Наконец, третья категория — элита. Счастливое совпадение широких возможностей родителей с успеваемостью детей. Впрочем, при наличии первого компонента можно не особо задумываться о втором, поэтому третью категорию составляют исключительно роскошные, словно только что выпорхнувшие из косметических салонов мамаши, пришедшие сюда с единственной целью — обсудить последние сплетни с такими же ухоженными мамашами.
Внезапно гул в моей голове стихает, хотя приглушаемый им наружный гул не становится громче. Я очухиваюсь в одно мгновение, будто получаю по глазам дальним светом автомобильных фар.
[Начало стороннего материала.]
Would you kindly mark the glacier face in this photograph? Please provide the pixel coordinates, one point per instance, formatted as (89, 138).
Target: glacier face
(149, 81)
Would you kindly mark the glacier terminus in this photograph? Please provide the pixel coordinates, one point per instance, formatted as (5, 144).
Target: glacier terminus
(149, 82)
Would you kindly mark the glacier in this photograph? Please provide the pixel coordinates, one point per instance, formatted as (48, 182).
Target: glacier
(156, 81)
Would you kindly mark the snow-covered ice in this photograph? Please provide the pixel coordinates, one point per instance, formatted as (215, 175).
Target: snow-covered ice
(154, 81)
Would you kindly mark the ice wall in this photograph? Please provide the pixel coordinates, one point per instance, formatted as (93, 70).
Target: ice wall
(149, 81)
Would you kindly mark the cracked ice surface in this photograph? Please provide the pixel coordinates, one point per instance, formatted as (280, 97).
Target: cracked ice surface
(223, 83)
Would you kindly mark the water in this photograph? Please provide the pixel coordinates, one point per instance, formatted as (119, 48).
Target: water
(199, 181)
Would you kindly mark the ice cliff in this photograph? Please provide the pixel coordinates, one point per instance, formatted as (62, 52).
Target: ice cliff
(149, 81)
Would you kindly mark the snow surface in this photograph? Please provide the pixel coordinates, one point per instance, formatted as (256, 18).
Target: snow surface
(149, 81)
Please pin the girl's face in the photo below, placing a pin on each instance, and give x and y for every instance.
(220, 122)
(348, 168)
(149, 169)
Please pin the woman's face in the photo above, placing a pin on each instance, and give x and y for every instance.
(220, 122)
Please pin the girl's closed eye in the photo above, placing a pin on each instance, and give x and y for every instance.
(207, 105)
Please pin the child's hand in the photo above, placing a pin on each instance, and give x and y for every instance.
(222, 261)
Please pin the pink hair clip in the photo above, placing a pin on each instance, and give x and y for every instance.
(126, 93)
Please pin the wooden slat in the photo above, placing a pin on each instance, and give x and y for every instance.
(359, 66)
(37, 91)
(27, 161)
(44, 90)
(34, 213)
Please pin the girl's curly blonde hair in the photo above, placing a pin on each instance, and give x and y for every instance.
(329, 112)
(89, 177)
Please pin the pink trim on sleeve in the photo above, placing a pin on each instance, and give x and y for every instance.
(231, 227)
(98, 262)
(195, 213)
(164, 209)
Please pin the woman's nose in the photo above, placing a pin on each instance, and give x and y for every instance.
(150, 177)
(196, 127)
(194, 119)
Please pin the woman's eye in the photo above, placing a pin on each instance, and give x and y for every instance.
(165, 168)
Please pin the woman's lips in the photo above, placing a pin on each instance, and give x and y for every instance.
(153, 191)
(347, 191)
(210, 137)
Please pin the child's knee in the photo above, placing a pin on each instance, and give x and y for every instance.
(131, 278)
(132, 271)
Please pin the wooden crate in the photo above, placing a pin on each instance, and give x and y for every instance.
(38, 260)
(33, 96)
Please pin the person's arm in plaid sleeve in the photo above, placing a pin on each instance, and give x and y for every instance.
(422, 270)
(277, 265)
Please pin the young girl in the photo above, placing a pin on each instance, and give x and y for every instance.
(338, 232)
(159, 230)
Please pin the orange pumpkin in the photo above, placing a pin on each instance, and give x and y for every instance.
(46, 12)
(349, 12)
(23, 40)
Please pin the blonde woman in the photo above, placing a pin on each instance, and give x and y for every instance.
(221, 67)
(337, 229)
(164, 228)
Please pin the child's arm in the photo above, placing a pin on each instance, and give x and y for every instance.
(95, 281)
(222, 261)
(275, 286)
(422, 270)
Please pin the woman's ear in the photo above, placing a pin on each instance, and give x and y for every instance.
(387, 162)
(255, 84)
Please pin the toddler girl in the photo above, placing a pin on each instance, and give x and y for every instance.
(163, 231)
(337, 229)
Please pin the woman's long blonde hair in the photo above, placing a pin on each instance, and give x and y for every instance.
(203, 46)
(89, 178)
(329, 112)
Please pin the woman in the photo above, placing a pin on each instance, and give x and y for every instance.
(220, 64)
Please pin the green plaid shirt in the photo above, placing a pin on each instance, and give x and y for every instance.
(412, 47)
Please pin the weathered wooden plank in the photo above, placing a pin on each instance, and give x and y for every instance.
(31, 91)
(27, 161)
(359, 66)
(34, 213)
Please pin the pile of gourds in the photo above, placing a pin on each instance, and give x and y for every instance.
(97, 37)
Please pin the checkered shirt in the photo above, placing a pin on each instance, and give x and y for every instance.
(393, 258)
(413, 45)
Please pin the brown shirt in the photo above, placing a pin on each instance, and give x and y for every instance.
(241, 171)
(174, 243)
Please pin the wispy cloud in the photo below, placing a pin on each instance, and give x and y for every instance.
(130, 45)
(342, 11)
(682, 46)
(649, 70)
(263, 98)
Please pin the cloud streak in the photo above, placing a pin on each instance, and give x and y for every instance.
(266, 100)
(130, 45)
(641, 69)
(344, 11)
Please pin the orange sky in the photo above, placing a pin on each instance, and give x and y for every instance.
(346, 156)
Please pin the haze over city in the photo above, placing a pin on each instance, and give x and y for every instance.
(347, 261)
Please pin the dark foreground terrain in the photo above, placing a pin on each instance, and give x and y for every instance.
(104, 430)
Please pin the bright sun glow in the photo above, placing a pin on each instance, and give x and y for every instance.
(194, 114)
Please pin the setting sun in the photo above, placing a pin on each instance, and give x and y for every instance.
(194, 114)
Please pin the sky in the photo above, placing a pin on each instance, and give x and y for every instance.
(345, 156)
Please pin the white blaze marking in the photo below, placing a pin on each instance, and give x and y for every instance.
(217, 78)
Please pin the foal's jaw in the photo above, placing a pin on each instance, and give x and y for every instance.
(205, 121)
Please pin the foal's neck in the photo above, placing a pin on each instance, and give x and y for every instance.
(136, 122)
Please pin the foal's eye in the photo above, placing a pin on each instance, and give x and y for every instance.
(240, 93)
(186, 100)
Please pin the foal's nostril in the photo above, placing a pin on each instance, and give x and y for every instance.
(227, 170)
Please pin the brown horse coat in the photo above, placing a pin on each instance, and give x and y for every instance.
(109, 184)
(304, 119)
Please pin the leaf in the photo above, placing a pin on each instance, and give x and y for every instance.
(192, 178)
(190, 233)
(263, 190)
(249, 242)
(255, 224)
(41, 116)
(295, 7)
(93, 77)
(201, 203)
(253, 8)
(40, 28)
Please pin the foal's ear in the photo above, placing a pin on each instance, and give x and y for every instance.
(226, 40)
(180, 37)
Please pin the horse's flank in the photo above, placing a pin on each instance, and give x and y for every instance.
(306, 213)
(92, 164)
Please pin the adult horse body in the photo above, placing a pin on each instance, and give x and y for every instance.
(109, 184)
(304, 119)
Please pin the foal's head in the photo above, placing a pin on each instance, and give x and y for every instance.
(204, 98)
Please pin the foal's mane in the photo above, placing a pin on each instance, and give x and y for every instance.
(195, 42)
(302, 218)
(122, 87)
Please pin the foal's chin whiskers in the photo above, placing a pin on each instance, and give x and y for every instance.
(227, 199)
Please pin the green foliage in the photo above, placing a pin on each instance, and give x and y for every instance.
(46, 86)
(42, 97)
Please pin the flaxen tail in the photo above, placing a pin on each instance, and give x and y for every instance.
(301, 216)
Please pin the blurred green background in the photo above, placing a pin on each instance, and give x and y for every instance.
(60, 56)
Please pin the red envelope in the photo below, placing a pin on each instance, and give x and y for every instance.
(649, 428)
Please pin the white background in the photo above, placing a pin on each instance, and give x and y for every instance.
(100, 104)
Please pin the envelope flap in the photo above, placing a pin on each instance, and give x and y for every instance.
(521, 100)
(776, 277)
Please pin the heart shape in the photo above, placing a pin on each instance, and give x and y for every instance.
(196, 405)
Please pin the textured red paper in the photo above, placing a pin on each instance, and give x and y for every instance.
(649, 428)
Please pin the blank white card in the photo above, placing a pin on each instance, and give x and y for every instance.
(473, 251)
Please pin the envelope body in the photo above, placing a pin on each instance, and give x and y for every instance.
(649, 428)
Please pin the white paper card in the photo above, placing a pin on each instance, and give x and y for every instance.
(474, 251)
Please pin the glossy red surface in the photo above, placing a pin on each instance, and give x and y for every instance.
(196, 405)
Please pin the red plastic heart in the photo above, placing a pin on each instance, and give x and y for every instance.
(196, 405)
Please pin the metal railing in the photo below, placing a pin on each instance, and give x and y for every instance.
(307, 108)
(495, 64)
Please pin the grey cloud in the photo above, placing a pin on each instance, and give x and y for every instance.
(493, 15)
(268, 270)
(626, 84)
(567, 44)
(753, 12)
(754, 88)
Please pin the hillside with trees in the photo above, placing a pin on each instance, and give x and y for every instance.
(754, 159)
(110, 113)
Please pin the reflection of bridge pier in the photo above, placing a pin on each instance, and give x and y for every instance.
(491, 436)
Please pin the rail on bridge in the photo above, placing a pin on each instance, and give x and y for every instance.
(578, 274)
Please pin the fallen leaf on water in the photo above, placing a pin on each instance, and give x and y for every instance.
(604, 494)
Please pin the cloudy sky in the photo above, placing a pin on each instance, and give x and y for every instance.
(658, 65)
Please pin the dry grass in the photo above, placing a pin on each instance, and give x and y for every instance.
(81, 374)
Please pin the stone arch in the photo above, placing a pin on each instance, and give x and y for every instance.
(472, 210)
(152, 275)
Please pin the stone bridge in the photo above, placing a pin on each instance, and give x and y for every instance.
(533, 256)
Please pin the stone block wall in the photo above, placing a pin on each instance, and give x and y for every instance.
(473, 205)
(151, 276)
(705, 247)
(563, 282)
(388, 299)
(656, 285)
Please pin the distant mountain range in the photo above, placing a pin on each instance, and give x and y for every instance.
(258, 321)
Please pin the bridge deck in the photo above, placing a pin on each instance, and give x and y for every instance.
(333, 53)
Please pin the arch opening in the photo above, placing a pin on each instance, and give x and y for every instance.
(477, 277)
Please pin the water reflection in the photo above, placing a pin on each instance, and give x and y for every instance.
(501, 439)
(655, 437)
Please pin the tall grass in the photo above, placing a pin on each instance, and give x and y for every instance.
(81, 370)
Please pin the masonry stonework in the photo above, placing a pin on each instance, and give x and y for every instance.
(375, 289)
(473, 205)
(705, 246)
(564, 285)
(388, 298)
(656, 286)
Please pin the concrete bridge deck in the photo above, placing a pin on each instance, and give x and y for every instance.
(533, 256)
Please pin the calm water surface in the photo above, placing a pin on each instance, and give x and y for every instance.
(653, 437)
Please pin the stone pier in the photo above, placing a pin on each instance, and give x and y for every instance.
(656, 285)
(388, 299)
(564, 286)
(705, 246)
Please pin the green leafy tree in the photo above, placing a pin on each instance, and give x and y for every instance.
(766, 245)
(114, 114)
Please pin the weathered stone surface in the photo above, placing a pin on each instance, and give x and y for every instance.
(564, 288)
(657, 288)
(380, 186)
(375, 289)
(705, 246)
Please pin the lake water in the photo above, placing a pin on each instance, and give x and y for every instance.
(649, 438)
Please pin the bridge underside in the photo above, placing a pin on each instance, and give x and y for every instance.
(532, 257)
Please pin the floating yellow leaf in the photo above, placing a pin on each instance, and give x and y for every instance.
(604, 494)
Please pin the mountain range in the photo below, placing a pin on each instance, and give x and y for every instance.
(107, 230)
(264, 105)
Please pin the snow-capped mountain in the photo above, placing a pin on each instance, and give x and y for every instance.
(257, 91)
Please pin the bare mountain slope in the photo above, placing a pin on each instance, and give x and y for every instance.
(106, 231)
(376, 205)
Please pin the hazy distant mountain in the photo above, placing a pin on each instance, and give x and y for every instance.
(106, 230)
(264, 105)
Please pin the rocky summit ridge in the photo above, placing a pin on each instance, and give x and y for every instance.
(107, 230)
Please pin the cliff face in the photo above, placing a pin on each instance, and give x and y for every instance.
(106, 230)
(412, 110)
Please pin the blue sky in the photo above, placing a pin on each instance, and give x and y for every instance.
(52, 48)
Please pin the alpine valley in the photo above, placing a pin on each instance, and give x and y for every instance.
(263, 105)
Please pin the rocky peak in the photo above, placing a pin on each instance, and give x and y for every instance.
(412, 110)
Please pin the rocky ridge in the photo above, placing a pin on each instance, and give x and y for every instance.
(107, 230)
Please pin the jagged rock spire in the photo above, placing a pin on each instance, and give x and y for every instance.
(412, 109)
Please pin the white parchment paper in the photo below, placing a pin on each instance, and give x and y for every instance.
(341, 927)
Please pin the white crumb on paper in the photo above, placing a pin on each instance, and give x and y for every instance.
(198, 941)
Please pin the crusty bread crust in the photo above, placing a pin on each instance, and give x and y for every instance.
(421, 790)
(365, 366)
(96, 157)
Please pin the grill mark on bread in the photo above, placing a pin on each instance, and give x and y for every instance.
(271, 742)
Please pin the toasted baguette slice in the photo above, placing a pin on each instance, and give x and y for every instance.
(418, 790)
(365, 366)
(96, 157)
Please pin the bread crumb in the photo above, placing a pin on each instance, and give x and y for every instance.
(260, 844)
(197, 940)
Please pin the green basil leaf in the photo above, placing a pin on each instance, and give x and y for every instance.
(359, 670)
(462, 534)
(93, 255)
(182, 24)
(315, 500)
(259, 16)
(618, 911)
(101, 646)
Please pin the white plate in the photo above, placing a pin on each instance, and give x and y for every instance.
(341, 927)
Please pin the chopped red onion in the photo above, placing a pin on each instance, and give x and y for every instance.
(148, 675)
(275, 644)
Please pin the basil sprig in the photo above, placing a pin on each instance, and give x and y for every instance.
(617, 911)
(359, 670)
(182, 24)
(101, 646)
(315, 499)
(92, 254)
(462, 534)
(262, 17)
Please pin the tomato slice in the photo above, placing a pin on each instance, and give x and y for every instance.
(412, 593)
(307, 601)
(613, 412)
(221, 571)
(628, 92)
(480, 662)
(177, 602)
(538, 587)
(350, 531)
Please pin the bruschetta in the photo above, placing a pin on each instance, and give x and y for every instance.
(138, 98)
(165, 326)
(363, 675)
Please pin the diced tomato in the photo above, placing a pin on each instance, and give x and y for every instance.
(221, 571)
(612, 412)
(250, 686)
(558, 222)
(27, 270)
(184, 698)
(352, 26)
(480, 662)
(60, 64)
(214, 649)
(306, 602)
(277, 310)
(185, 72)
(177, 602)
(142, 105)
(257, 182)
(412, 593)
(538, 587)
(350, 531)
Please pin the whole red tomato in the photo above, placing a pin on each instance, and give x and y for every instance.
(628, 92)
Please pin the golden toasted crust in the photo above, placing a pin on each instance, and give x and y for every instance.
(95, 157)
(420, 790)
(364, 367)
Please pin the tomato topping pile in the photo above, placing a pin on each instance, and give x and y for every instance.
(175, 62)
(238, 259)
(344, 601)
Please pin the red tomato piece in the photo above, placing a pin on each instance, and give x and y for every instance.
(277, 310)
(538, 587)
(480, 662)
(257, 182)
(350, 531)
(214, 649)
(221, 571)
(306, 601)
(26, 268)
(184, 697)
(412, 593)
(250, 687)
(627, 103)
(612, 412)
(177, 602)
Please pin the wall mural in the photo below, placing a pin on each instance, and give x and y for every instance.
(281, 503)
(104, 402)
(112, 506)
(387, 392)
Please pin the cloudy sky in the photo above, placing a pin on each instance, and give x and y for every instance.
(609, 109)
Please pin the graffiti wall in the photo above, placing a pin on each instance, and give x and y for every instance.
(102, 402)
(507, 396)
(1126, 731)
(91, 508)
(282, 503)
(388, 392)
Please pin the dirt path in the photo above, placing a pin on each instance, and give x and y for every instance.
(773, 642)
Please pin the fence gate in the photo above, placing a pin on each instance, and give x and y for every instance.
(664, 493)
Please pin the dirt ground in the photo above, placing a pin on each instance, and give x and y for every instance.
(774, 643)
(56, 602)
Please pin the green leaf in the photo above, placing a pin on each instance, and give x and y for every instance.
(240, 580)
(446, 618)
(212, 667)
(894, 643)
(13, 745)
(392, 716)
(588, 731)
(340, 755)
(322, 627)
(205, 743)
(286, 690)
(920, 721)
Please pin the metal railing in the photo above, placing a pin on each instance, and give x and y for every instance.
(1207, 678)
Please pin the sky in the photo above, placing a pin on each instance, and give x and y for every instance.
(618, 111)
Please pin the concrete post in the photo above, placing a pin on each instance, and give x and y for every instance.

В помещение, где проходит собрание — огромный актовый зал, который, если бы администрация действительно пеклась о лицеистах, можно было бы устроить каток, или, на худой конец, дискотеку, — вплывает, совсем как невеста в церковь, она.
Женщина, при появлении которой стихают сразу два гула — у меня в голове и у меня же в ушах, тот что складывается из усилий, должно быть, пары сотен голосовых связок.
— Кто это? — спрашиваю я и тут же с размаха шлепаю себя по губам сразу тремя пальцами — со второго по четвертый.
Мой испуг явно из оперы ветряных мельниц. Слишком громко гудит зал, чтобы вот так, в одну секунду, наступила тишина и поэтому моего вопроса никто не слышит.
Никто, кроме Вики.
Пардон, Виктории Михайловны Даманской — молодой выпускнице истфака, красавицы, умницы и, да–да, той самой новой учительницы истории в лицее «Igitur».
— Вы не знаете Ирину Албу? — с ударением на «вы» даже не вопрошает, а возмущается она.
Мое инстинктивное желание — ударить и ее по губам, и спохватываюсь я чуть ли не в последний момент. Я смертельно напуган — не за нее, конечно, а за себя. За мою скандальную, судя по ее тону, неосведомленность, которую она чуть ли не в полный голос попыталась засвидетельствовать перед окружающими.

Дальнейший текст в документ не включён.